After what has been an extremely
difficult, trying and stressful year, I’m faced with defeat once again. Only
now, I can see this defeat for what it truly is. This defeat has less to do with my
shortcomings as an individual and more with the lack of understanding/knowledge
of others. Where I am patient and diligent, others are not. Where I have an
understanding of baby steps, others believe in the snapping of fingers
approach.
This current idea of defeat that
I am facing has required much of my soul searching time. I’ve built a pros and
cons list so long that I can get by for 6 months without purchasing toilet
tissue. I’m not the type of person to step down from a challenge. I view myself
as an individual that sees things through. I definitely don’t like the idea
that I’ve worked so hard to make something happen only to have to face the
realization that none of my work or persistence has value to anyone other than
myself.
I have, however, succumbed to the
fact that my own wellness (mental, physical and emotional) is not worth risking
to continue to try and move a mountain on my own. Yes, I said move a mountain.
That’s the best metaphor I have for the situation I’m referring to. My child
doesn’t deserve to have less of me than he should. I don’t deserve the foul
moods I’ve been in for some while now. My personal relationships don’t deserve
to suffer because this situation has sucked the life out of me. I have realized
that not only will I be doing myself justice, but also everyone and everything
around me, by allowing myself to accept this defeat and realizing that some
battles just aren’t supposed to be won. I’d rather lose this battle and be well
enough to win the war of life than to continue fighting (getting clobbered) by
the small battle I’m currently faced with.
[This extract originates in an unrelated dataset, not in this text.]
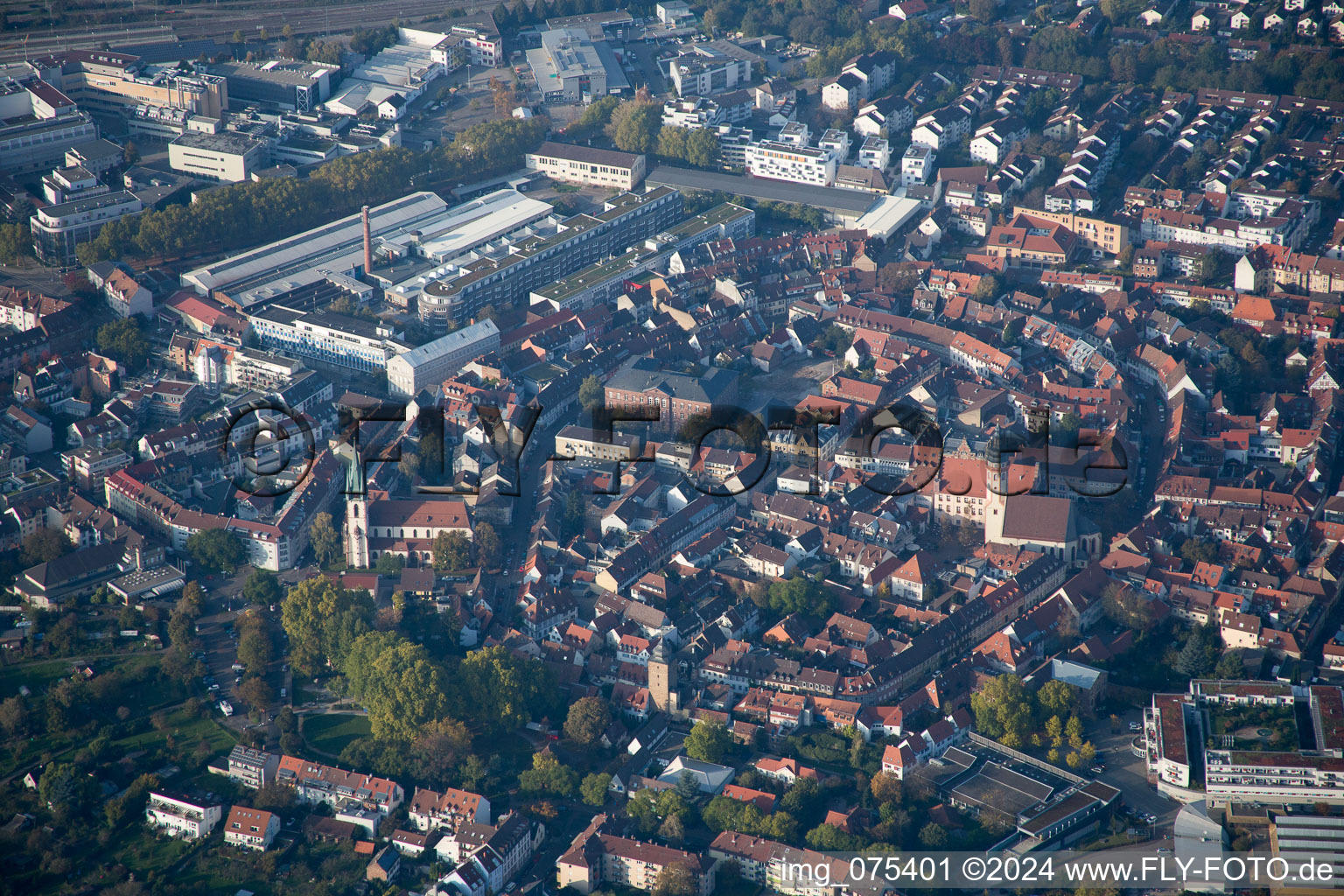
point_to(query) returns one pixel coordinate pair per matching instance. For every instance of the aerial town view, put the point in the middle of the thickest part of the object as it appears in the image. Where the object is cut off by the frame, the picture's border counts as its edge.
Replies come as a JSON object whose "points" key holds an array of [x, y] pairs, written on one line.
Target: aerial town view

I apologize for this sounding all
Woe is Me, I really just needed to write it so that I could be absolutely sure
that I had come to terms with this. My common sense lesson in this is that we
as human beings should focus more on ourselves and our personal sanity than on
trying to fight losing battles. We need to be able to realize when to wave the
white flag and when to let the ship sink. It doesn’t mean we suck or that we
aren’t capable. It means we are wise enough to understand that we aren’t good
to anyone, especially ourselves, if we continue to let ourselves get beat up by
a losing situation.
That’s all I have for now.
#muchlove
I love you, Aja. You're right, you and your son deserve better and I believe you will make that happen because you don't give up.
ReplyDeleteYou're also right about defeat. Feeling defeated is not always a reflection of your talent or merit. Instead, it's a reflection of the character of those around you.
This Ginger has your back, girl.
Aww thanks Hun! I love you, too. You have been an amazing support system for me and there will never be enough thank yous to show my appreciation. You ROCK!